Conventional wisdom tells us that CEOs are bottom-line oriented. If you can't reduce it to numbers for them, it doesn't exist. I disagree with that characterization. I believe that CEOs hunger for non-quantitative information, but typical means of communication are too boring, time-consuming and contextless to provide them much value.

So what works? Stories. (Don't laugh--this is why I didn't post this yesterday, on April Fools' Day.) Stories are brief, detailed, vivid and provide context. Imagine this conversation:

CEO: We had to slam the Heltech merger in. What's the impact been on morale?

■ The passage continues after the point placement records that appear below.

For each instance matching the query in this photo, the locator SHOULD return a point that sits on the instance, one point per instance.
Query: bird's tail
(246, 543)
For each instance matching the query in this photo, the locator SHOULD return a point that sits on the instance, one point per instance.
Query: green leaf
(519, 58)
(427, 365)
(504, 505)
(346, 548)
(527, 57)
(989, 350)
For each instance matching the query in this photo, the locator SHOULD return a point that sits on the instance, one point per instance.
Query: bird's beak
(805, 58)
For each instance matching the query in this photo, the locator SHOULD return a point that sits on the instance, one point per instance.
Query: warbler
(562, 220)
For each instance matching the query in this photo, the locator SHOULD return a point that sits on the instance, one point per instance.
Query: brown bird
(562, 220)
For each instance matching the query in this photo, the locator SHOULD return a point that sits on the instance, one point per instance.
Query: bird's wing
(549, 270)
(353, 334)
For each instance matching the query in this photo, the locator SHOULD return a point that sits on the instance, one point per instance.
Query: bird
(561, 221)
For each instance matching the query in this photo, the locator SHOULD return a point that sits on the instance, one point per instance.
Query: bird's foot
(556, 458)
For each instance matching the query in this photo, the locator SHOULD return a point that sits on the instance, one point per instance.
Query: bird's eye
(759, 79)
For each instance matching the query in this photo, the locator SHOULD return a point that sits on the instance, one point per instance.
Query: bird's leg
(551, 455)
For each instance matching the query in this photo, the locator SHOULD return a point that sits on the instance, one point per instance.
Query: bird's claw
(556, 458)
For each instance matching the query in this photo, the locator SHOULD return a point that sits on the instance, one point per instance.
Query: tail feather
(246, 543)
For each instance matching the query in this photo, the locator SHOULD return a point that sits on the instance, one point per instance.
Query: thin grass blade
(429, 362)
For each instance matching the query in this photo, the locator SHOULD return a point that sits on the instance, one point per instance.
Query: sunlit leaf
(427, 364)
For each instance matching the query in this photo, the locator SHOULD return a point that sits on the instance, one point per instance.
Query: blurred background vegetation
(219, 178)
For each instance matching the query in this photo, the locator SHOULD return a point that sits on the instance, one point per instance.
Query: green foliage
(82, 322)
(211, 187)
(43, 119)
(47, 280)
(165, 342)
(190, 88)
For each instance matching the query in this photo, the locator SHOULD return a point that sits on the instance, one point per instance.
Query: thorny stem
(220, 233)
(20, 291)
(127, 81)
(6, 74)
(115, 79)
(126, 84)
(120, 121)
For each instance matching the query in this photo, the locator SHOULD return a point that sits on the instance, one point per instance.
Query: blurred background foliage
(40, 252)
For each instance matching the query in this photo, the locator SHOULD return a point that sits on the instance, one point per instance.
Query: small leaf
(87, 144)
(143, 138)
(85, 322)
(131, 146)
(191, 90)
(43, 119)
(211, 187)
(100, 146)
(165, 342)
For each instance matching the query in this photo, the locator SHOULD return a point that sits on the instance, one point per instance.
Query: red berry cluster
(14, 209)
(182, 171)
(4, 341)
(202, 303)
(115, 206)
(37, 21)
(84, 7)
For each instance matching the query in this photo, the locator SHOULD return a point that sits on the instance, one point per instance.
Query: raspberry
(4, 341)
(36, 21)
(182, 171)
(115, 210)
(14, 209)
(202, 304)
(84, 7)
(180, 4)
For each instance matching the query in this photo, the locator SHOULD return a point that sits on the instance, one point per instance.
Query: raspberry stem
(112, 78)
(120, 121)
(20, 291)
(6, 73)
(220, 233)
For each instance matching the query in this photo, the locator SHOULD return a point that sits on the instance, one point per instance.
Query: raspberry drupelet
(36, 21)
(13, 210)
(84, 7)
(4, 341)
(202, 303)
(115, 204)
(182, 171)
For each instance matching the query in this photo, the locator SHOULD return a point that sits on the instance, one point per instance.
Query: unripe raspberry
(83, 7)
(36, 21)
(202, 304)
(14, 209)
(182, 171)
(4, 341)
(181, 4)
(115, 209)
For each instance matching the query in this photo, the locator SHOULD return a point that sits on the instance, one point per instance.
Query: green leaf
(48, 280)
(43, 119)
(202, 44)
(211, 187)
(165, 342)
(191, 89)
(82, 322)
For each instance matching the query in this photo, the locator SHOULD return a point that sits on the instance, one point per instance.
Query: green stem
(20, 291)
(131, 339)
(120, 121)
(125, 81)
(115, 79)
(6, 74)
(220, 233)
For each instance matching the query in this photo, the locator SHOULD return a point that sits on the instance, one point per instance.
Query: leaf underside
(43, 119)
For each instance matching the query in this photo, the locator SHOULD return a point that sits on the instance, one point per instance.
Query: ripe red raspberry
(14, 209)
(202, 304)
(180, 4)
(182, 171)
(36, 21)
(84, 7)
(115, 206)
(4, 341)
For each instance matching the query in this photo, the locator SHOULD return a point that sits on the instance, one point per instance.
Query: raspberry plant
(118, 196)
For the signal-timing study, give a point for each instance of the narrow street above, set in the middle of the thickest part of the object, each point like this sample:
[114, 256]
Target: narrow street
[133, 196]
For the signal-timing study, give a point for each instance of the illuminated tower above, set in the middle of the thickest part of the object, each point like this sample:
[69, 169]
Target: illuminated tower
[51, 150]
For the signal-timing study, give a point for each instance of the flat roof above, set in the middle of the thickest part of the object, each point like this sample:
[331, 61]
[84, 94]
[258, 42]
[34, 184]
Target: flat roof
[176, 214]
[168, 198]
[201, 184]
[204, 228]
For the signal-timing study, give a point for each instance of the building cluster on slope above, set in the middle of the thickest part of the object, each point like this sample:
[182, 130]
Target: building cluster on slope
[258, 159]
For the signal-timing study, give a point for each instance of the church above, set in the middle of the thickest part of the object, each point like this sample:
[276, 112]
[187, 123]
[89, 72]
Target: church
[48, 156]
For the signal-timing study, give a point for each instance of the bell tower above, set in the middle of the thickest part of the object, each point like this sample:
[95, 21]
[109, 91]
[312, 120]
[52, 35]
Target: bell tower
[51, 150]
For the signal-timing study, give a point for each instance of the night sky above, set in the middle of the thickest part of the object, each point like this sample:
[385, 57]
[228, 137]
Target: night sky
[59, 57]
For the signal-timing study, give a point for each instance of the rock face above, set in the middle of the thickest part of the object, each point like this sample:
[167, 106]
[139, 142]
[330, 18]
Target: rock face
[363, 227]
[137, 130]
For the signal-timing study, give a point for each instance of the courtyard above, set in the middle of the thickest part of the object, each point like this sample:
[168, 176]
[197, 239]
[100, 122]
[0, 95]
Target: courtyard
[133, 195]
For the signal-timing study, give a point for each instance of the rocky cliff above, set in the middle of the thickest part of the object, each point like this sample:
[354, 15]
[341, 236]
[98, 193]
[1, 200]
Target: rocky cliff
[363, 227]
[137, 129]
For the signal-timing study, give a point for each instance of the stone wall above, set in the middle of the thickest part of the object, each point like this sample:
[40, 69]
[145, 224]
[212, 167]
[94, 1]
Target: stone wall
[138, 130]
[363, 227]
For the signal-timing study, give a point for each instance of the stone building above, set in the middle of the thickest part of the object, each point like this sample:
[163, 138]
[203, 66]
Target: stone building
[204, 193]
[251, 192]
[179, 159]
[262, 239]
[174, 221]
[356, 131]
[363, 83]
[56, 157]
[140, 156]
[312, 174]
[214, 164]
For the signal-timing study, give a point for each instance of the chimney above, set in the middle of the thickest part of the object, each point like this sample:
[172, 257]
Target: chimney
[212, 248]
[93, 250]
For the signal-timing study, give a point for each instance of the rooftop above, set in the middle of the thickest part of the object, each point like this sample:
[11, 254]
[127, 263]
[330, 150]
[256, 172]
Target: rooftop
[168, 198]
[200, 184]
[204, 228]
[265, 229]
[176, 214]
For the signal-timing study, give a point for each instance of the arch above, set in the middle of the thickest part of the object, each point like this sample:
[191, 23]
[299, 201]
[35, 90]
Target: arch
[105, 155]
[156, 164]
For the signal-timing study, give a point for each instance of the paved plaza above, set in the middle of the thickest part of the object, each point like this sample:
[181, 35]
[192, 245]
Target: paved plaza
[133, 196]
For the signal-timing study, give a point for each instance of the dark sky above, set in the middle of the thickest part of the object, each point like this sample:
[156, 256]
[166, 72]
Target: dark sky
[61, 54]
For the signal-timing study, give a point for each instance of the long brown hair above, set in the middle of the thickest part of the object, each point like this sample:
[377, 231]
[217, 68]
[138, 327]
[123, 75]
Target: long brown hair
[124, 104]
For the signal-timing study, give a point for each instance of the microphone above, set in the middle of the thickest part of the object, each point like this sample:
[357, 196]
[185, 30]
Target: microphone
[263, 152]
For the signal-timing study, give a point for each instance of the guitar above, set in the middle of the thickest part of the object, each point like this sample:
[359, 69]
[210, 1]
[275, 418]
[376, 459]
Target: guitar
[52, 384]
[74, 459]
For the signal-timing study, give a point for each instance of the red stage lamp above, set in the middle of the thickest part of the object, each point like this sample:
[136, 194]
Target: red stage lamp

Division VP: It's been a bit of a struggle. There have been issues.

CEO: Such as?

Division VP: Well, for instance, there was the customer who got called on by two salespeople, one Heltech and one of our guys, and chewed out our guy for not being coordinated. He's our best sales guy, and got really upset by that.

CEO: Anything else?

Division VP: The websites got combined right away, but not the call centers, so a Heltech center started getting calls for our old products, and couldn't help, and there weren't good handoff procedures yet. So I got a bunch of angry customer calls. One said she was going to tell her CIO to start an RFP process to find a replacement. I think I got her calmed down, but we'll see.

CEO: OK, I get it. What do you think we need to do at this point?

Total elapsed time: less than 2 minutes. Information conveyed: terabytes. In these two brief stories, the CEO has gotten the message that they need to quickly fix the remaining integration issues. Think a stack of PowerPoint slides could've done that?